NAME 1 is a 40-year-old entrepreneur who is building/wants to build a business around their personal brand. In their prior professional life, they were quite successful (whether in a startup or corporate setting) and now they want to give back and share everything they have learned on a topic they are passionate about and expand their brand to encompass that goal. They strive to create great content on various platforms, including videos, podcasts, events, and blogs, but they struggle to find the right pockets to make their message heard. 

Name 1 is energetic, authentic, passionate, and wants to make a difference in the lives of others, but also seeks financial power from their work. They spend their free time holding meaningful conversations, visiting new coffee shops and restaurants, and attending personal development workshops. They don’t waste their time on surface-level topics, TV shows, and conversations about people that don’t further society and are progressive in their views and desires to make positive change.

Name 1 is creative, driven, and has been very successful, but realizes they need a team to help them execute their vision and their personal brand to make their future endeavors truly successful. They realize that they might not know all the new technology tips and tricks, so having a younger team who understands the lay of the land across the digital landscape, as well as the ins and outs of brand building, strategy, speaking, and product creation is a real asset.

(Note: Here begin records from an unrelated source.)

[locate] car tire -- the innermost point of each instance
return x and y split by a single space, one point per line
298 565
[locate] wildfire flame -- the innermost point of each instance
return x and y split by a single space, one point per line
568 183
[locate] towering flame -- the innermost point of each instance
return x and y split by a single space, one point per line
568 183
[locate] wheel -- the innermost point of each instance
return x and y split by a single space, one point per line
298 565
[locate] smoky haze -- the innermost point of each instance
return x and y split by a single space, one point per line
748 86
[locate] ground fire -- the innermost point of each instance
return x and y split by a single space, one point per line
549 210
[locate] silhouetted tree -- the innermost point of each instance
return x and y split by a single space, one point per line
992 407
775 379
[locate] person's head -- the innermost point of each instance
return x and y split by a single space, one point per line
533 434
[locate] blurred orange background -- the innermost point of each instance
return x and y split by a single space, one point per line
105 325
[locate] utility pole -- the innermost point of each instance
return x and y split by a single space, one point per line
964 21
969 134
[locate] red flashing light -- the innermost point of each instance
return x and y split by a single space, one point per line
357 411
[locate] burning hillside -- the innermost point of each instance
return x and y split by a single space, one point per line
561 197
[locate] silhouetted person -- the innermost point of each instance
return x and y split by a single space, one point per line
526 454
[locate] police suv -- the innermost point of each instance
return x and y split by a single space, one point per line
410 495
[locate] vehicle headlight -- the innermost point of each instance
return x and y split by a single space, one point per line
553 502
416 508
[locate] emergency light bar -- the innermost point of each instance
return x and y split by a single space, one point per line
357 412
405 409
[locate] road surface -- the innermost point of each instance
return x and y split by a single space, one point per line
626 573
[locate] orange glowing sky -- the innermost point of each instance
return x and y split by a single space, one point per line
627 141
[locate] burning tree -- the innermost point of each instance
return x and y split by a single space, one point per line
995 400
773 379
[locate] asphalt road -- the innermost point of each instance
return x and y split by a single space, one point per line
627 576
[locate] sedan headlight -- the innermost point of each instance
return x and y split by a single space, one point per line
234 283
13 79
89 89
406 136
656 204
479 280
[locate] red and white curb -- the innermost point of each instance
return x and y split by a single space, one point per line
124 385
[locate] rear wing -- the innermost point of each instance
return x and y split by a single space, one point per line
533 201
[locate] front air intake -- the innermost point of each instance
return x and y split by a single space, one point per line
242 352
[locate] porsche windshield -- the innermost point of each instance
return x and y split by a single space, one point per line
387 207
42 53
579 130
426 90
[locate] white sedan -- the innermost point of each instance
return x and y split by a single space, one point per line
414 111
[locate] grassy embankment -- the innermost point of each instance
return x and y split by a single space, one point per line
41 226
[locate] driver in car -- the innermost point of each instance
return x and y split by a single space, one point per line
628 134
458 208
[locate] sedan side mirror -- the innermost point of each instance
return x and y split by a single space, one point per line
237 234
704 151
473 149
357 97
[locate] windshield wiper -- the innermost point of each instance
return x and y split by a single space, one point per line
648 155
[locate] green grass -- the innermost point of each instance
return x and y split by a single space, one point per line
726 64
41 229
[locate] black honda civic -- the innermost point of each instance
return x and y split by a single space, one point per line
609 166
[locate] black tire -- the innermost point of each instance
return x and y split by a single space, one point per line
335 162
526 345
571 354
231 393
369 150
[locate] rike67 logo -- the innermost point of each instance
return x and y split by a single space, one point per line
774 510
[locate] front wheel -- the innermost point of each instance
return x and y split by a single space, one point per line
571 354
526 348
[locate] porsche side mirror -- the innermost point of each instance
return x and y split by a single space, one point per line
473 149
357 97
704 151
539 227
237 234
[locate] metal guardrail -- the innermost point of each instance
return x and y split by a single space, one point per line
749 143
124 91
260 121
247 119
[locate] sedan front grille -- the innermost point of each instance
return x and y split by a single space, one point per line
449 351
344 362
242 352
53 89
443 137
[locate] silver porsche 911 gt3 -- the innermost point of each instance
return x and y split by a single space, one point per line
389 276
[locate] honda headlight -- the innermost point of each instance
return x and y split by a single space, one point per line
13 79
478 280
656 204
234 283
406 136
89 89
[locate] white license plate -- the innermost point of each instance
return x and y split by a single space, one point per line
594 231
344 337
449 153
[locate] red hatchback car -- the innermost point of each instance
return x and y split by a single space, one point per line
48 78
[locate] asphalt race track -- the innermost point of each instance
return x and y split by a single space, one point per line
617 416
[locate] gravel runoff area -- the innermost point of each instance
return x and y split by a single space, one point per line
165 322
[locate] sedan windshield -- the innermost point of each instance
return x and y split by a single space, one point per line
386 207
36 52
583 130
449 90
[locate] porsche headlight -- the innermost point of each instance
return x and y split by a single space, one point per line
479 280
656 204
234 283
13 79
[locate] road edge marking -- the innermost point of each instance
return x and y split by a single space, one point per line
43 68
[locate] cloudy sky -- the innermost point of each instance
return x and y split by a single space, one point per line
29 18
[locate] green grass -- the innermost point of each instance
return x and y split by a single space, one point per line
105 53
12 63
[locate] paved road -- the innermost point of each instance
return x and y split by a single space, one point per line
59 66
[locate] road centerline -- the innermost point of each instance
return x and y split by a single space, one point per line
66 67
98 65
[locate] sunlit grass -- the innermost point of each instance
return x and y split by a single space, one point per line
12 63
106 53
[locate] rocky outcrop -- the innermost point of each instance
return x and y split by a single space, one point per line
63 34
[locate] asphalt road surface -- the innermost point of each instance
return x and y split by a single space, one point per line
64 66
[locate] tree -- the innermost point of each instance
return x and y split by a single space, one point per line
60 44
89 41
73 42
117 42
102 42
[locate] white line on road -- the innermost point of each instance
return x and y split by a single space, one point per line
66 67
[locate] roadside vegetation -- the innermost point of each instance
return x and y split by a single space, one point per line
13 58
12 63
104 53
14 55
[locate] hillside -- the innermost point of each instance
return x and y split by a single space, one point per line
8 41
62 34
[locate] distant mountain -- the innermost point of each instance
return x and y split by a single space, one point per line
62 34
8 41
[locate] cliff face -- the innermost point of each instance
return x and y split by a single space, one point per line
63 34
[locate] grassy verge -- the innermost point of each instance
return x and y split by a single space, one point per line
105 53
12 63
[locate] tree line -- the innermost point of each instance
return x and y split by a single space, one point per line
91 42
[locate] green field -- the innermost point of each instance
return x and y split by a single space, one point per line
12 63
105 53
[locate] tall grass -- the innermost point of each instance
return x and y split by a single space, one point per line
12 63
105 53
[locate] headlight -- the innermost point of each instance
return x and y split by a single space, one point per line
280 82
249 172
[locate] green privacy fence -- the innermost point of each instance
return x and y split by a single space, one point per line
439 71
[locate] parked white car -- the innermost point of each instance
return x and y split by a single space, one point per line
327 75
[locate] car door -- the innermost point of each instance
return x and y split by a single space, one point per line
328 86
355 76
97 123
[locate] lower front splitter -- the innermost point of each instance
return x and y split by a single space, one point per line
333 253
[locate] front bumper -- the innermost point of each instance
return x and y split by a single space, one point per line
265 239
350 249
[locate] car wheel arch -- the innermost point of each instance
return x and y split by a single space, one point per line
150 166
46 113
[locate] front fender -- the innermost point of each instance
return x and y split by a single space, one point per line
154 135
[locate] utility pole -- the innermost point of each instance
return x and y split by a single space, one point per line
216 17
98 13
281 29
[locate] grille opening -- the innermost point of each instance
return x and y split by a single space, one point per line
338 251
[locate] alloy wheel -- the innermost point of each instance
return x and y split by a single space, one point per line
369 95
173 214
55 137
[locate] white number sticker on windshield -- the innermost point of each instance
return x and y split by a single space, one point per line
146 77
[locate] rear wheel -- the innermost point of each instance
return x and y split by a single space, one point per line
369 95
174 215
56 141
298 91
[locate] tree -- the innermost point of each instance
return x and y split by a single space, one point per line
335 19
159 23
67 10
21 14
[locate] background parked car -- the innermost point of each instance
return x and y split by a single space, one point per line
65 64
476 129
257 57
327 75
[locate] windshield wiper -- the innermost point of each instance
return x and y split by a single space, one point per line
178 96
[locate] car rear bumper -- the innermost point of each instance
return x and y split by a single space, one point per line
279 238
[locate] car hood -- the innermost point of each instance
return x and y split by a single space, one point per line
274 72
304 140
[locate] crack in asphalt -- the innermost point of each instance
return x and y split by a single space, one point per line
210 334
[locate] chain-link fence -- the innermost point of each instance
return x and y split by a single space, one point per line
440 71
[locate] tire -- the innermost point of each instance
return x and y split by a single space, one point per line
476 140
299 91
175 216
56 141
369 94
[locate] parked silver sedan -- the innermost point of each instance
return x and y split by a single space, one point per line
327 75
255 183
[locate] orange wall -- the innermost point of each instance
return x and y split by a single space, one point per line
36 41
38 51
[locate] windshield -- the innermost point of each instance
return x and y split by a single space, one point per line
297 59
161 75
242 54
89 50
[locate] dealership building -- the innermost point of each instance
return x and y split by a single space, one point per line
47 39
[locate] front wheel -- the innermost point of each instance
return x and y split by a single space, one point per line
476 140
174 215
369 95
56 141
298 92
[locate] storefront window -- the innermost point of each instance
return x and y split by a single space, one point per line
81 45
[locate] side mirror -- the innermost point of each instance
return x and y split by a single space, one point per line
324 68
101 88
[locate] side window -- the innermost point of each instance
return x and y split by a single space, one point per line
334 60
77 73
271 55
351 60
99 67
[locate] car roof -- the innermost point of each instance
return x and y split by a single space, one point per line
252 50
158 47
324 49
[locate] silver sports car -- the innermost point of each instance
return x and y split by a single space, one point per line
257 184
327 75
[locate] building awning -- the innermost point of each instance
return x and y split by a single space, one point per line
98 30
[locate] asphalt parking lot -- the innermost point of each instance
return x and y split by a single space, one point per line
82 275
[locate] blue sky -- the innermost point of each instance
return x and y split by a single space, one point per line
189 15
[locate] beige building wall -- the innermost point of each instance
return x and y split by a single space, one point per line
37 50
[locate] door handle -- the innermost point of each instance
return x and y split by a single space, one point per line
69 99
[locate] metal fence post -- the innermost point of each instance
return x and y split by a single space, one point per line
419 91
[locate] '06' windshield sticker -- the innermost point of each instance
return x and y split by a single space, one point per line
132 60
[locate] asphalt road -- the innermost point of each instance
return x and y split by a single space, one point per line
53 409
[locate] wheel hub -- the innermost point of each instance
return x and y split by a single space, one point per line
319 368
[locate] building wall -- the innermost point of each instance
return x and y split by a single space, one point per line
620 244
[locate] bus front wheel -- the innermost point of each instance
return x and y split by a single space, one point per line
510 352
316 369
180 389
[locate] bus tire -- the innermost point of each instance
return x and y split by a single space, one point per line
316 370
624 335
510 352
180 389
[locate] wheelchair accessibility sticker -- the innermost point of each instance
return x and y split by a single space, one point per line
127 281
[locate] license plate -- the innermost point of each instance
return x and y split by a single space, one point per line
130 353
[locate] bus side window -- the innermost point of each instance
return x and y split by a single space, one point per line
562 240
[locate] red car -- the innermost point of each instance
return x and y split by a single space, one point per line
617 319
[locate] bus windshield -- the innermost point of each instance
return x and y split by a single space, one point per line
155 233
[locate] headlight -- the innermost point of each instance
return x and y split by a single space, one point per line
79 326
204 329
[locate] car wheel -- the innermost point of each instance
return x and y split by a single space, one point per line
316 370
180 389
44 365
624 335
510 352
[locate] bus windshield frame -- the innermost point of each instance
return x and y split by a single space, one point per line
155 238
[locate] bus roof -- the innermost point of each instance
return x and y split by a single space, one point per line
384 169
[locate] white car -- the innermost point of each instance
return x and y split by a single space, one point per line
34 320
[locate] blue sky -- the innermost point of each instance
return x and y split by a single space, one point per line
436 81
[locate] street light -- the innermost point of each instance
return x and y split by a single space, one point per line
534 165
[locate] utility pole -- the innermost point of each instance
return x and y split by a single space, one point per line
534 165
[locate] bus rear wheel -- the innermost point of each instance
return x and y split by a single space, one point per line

This person has $65,000 to invest in that team for at least twelve months to help them build and develop a brand strategy, a PR arm, and a defined audience. This person is receptive to feedback and willing to invest in the long game to help them develop products that will align with their brand and help them make money to reinvest in the impact they want to create. 

At the end of the day, you are offering value, not a product. Identifying the key stakeholders (yes, down to their possible name, job, and income bracket!) will allow you to target explicit and implicit ties to generate new leads, new referrals, new networks, and new opportunities. 

Correct audience segmentation yields a long-term value that increases brand awareness, establishes the overall sentiment of an organization and its services, and contributes to the dissemination of knowledge that ensures your message reaches its intended audience.

This value you can give a specific audience is in itself a commodity.